If you look at the other tiddlers related to this one they are all the same: simple lists of data. (Well, except for Venezuela which is a virtual tiddler.)
So yes, I could clearly export my data; in fact, I generated it externally from the SQL scripts for a sample database; I could convert it into whatever formats I wanted for Obsidian and the like.
But that is not the same as exporting my wiki. Raw lists of data do not display things like this:
If you want to explain that we could easily do something similar with raw data in Obsidian, well, … I’d have to see it to believe it. I don’t think their underlying models are flexible enough to support this. I would love to be proven wrong.
Note the context. I’m not looking for this.
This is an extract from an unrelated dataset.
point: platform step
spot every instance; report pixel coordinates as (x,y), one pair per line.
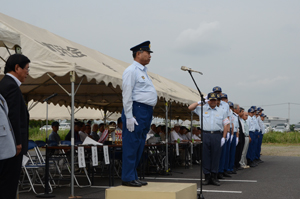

It would be great if the ability existed, if I could take my TiddlyWiki, run it through some automated conversion process, and have an equivalent version running on a different platform. And then later, if I changed my mind, I could take my updated version from that platform, run it through a reversed conversion and be back on TiddlyWiki, with my recent changes included. But I’m not looking for it, because I don’t think there are any platforms out there remotely near the power and flexibility of TiddlyWiki.
What @tomzheng is concerned about, I would guess, is the notion of vendor lock-in. If you have information in TwiXXer and want to port it to Mastodon, Facebook, or BlueSky, it’s extremely difficult or impossible. Those platforms are similar to one another in various ways, but TwiXXer and Facebook really don’t want it to be easy for you to move. The concern is that TiddlyWiki similarly locks you in.
He’s right that it does, but for an entirely different reason. There’s not some large corporation trying to hoard your data. But there’s no competing platform that you could move to with any sophisticated TW instance. The only solution I know to @tomzheng ‘s dilemma would be to create an interoperable format for only a very small subset of TW’s features. I’m not interested in that, myself.